Persisting & Loading Data

Persisting Data

By default, LlamaIndex stores data in-memory, and this data can be explicitly persisted if desired:

storage_context.persist(persist_dir="<persist_dir>")

This will persist data to disk, under the specified persist_dir (or ./storage by default).

Multiple indexes can be persisted and loaded from the same directory, assuming you keep track of index ID’s for loading.

User can also configure alternative storage backends (e.g. MongoDB) that persist data by default. In this case, calling storage_context.persist() will do nothing.

Loading Data

To load data, user simply needs to re-create the storage context using the same configuration (e.g. pass in the same persist_dir or vector store client).

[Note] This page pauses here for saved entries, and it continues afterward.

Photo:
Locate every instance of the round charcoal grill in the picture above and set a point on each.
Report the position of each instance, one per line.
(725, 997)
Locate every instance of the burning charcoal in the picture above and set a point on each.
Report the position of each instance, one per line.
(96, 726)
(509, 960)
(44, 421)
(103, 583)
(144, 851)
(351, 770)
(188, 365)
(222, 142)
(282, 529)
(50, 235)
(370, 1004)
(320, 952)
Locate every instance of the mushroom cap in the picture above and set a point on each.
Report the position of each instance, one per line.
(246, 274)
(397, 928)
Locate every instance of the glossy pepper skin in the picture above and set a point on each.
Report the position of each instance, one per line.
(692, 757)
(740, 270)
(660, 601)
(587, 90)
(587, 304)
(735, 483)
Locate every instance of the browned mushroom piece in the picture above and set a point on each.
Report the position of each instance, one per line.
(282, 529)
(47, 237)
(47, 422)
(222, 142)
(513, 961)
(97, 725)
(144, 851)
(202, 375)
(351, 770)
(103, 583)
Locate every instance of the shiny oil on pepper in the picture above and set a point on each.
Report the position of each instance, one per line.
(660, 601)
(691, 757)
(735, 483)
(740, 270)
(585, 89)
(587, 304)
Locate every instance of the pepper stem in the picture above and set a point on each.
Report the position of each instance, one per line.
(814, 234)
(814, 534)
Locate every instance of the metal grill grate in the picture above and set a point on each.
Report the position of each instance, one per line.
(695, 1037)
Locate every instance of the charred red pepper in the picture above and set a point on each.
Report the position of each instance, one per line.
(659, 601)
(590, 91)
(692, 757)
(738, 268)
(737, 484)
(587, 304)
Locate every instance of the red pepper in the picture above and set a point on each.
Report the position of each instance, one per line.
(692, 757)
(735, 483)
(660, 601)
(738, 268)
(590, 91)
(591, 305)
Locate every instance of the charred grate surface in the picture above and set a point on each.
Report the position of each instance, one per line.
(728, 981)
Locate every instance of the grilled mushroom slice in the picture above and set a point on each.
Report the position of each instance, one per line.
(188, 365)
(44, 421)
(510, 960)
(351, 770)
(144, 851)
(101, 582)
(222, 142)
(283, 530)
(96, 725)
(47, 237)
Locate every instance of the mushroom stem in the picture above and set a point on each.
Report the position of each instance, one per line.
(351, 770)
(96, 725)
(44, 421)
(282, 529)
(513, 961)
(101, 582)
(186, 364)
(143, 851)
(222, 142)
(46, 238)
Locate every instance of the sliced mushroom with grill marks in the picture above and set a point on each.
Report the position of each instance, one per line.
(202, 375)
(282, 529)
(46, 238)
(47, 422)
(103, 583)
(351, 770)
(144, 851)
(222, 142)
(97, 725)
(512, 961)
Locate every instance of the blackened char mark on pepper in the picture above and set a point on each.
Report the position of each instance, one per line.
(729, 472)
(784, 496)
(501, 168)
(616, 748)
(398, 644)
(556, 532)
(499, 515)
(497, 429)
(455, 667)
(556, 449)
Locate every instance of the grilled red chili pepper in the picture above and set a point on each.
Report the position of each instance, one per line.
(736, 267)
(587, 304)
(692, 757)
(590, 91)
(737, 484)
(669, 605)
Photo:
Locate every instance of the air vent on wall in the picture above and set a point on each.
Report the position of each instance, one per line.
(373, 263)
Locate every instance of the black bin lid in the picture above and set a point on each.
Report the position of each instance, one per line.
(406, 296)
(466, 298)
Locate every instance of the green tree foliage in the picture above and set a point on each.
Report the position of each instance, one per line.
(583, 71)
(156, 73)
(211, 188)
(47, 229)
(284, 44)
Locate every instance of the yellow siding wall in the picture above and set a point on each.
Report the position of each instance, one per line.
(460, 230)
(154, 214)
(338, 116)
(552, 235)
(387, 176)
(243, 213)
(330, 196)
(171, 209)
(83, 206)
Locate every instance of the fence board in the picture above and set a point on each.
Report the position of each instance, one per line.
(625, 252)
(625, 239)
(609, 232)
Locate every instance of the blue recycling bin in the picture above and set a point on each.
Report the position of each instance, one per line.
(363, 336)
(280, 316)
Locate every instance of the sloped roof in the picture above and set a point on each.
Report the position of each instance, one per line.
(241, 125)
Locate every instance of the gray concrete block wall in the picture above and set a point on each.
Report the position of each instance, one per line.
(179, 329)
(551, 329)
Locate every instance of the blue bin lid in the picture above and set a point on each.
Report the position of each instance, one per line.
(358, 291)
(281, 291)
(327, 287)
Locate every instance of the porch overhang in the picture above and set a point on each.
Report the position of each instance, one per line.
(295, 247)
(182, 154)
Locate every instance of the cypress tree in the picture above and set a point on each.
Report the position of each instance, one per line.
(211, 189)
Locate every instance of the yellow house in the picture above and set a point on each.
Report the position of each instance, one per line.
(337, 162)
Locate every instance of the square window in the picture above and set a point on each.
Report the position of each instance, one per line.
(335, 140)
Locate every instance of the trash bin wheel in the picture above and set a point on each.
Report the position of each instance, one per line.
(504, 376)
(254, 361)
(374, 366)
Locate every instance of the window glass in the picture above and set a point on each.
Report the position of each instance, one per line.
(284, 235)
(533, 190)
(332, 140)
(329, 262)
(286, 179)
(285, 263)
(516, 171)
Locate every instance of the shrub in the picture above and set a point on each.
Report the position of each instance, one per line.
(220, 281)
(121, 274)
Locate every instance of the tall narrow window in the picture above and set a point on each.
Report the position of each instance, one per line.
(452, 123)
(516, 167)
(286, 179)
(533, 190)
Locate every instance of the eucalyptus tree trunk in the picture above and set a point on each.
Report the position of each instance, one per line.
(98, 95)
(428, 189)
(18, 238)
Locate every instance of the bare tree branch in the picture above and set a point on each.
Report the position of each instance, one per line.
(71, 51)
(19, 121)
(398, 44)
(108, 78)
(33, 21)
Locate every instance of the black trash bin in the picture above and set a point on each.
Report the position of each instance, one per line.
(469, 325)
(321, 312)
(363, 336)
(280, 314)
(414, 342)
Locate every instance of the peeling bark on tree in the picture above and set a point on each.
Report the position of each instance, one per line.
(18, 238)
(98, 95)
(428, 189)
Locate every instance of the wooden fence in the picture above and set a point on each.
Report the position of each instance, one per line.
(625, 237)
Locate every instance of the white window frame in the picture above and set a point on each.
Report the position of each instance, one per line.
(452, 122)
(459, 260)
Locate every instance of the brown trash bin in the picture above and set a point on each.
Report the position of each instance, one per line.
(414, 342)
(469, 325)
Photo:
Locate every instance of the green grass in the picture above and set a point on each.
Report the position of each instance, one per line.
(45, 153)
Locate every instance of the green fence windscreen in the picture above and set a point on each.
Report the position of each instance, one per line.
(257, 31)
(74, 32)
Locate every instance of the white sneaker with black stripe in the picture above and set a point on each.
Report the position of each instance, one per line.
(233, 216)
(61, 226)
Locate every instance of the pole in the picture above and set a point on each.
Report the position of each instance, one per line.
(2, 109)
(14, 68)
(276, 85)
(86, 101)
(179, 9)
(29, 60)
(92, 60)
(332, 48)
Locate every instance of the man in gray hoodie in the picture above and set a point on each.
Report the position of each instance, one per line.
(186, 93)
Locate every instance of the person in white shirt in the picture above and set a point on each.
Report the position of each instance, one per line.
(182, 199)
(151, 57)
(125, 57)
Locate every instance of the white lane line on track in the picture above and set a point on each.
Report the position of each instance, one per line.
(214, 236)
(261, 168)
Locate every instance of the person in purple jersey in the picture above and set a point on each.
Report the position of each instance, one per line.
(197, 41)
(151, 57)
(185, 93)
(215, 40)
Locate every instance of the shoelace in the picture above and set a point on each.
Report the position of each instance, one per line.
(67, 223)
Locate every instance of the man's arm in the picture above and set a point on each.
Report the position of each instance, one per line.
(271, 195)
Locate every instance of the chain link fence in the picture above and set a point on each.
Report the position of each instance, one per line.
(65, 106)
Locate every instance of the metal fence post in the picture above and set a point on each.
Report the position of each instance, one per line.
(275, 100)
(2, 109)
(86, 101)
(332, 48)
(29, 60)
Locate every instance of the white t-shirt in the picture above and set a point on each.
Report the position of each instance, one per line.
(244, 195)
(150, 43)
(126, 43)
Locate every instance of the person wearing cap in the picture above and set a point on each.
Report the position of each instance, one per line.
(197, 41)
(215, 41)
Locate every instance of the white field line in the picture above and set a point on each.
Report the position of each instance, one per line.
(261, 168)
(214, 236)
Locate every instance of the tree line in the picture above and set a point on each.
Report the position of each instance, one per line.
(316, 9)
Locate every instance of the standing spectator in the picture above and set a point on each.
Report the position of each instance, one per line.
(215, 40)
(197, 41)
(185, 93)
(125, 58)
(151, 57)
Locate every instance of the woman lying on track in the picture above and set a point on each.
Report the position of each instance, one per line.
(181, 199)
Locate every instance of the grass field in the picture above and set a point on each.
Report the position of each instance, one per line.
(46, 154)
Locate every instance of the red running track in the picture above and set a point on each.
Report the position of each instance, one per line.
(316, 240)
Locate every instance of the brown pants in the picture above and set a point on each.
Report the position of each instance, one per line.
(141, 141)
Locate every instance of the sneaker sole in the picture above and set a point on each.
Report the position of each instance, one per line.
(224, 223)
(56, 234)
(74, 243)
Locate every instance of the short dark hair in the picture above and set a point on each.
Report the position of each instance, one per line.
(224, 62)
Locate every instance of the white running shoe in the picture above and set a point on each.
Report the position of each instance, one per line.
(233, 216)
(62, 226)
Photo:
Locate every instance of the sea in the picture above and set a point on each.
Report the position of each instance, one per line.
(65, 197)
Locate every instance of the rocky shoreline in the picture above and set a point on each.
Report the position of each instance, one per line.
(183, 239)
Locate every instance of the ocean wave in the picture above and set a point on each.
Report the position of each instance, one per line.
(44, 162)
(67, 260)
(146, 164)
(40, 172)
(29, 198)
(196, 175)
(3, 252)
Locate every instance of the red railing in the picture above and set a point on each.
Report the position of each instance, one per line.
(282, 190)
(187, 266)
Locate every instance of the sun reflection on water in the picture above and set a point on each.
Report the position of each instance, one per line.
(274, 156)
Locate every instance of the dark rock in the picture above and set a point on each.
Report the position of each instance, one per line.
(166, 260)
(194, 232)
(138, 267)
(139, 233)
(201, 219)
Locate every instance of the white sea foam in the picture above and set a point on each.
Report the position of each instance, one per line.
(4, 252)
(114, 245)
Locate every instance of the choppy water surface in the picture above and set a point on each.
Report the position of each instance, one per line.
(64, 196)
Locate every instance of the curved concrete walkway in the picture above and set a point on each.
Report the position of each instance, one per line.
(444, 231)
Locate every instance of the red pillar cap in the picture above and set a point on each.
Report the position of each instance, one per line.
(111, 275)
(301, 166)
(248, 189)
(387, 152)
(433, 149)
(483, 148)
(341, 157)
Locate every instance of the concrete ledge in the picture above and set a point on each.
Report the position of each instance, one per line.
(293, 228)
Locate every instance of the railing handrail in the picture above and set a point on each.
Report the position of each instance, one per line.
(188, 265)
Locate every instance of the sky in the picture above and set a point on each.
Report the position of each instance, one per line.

storage_context = StorageContext.from_defaults(
    docstore=SimpleDocumentStore.from_persist_dir(persist_dir="<persist_dir>"),
    vector_store=SimpleVectorStore.from_persist_dir(persist_dir="<persist_dir>"),
    index_store=SimpleIndexStore.from_persist_dir(persist_dir="<persist_dir>"),
)

We can then load specific indices from the StorageContext through some convenience functions below.

from llama_index import load_index_from_storage, load_indices_from_storage, load_graph_from_storage

# load a single index
# need to specify index_id if multiple indexes are persisted to the same directory
index = load_index_from_storage(storage_context, index_id="<index_id>") 

# don't need to specify index_id if there's only one index in storage context
index = load_index_from_storage(storage_context) 

# load multiple indices
indices = load_indices_from_storage(storage_context) # loads all indices
indices = load_indices_from_storage(storage_context, index_ids=[index_id1, ...]) # loads specific indices

# load composable graph
graph = load_graph_from_storage(storage_context, root_id="<root_id>") # loads graph with the specified root_id

Here’s the full API Reference on saving and loading.

Using a remote backend

By default, LlamaIndex uses a local filesystem to load and save files. However, you can override this by passing a fsspec.AbstractFileSystem object.

Here’s a simple example, instantiating a vector store:

import dotenv
import s3fs
import os
dotenv.load_dotenv("../../../.env")

# load documents
documents = SimpleDirectoryReader('../../../examples/paul_graham_essay/data/').load_data()
print(len(documents))
index = VectorStoreIndex.from_documents(documents)

At this point, everything has been the same. Now - let’s instantiate a S3 filesystem and save / load from there.

# set up s3fs
AWS_KEY = os.environ['AWS_ACCESS_KEY_ID']
AWS_SECRET = os.environ['AWS_SECRET_ACCESS_KEY']
R2_ACCOUNT_ID = os.environ['R2_ACCOUNT_ID']

assert AWS_KEY is not None and AWS_KEY != ""

s3 = s3fs.S3FileSystem(
   key=AWS_KEY,
   secret=AWS_SECRET,
   endpoint_url=f'https://{R2_ACCOUNT_ID}.r2.cloudflarestorage.com',
   s3_additional_kwargs={'ACL': 'public-read'}
)

# save index to remote blob storage
index.set_index_id("vector_index")
# this is {bucket_name}/{index_name}
index.storage_context.persist('llama-index/storage_demo', fs=s3)

# load index from s3
sc = StorageContext.from_defaults(persist_dir='llama-index/storage_demo', fs=s3)
index2 = load_index_from_storage(sc, 'vector_index')

By default, if you do not pass a filesystem, we will assume a local filesystem.